Sales and Use Taxes on Returned Goods, Even Exchanges, and Trade-Ins


Purpose: This Informational Publication addresses the treatment of Connecticut sales and use taxes in connection with returns or exchanges of goods. It reflects 2011 legislative changes affecting the sales and use taxes and their impact on:

  • The sales and use tax treatment by retailers of customer returns of goods, exchanges, manufacturers’ warranties, retailers’ warranties, and trade-ins; and
  • The procedures for replacing items of tangible personal property under manufacturers’ warranties or retailers’ warranties.

This publication also discusses the sales and use tax exclusion for the trade-in of items of tangible personal property.

Whether or not a retailer accepts returns or exchanges is subject to each retailer’s store return policy.


Effective Date: Effective for transactions occurring on or after July 1, 2011.


 
Statutory Authority: Conn. Gen. Stat. §12-407(a)(8) and 12-407(a)(9); Conn. Gen. Stat. §12-407(a)(37)(CC); Conn. Gen. Stat. §§ 12-408 and 12-411, as amended by 2011 Conn. Pub. Acts 6 and 2011 Conn. Pub. Acts 61; and Conn. Agencies Regs. §12-407(2)(i)(DD)-1.

Sales and Use Tax Rates:

The following tax rates are in effect as of July 1, 2011:

  • The general sales and use tax rate increased from 6% to 6.35%;
  • A tax rate of 7% applies to the following:
    • Most motor vehicles with a sales price of more than $50,000. Please see Special Notice 2011(10), 2011 Legislative Changes Affecting Motor Vehicles, for additional guidance regarding the tax changes affecting motor vehicles;
    • Vessels with a sales price of more than $100,000. Note: As provided in Conn.

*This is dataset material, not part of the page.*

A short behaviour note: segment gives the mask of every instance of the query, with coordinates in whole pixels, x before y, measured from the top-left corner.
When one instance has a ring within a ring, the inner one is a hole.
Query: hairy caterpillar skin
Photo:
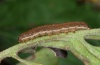
[[[48,36],[59,33],[74,32],[89,29],[85,22],[68,22],[62,24],[51,24],[32,28],[19,36],[19,42],[27,42],[39,36]]]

Gen. Stat. §12-430(4), the sales price of a vessel is not changed or otherwise impacted by a trade-in, but instead is adjusted by the amount allowed for a trade-in. If the sales price of a vessel exceeds $100,000 prior to the application of a trade-in; the transaction is subject to tax at the rate of 7%;
    • Items of jewelry, whether real or imitation, with a sales price of more than $5,000; and;
    • Articles of clothing or footwear intended to be worn on or about the human body, or a handbag, luggage, umbrella, wallet or watch, with a sales price of more than $1,000.

Returned Goods:
When a customer purchases a taxable item of tangible personal property and returns it to the retailer for cash or credit within 90 days from the date of purchase, the customer is entitled to a refund of sales tax at the rate that was applied to the original purchase, based on the portion of the purchase price returned by the retailer to the customer. The customer must present a sales receipt showing the date of purchase and the tax paid on the original sale. If the goods are returned after 90 days from the date of purchase or without a receipt, the customer is not entitled to sales tax on the refund.

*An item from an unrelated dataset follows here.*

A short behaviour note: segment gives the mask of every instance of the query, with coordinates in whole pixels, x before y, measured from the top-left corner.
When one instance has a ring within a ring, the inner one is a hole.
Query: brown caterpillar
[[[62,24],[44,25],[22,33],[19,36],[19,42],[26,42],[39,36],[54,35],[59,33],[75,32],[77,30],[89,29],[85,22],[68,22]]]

Example 1: A customer purchases a bicycle for $100 plus $6.35 sales tax on July 5, 2011 (after the sales tax rate increase) and returns it to the retailer within 90 days from the date of purchase. The customer presents the sales receipt to the retailer. The retailer refunds $100 to the customer. The customer is entitled to a sales tax refund of $6.35.

Example 2: A customer purchases a bicycle for $100 plus $6 sales tax on June 10, 2011 (before the sales tax rate increase) and returns it to the retailer on July 6, 2011 which is within 90 days from the date of purchase. The customer presents the sales receipt to the retailer. The retailer refunds $100 to the customer. The customer is entitled to a sales tax refund of $6.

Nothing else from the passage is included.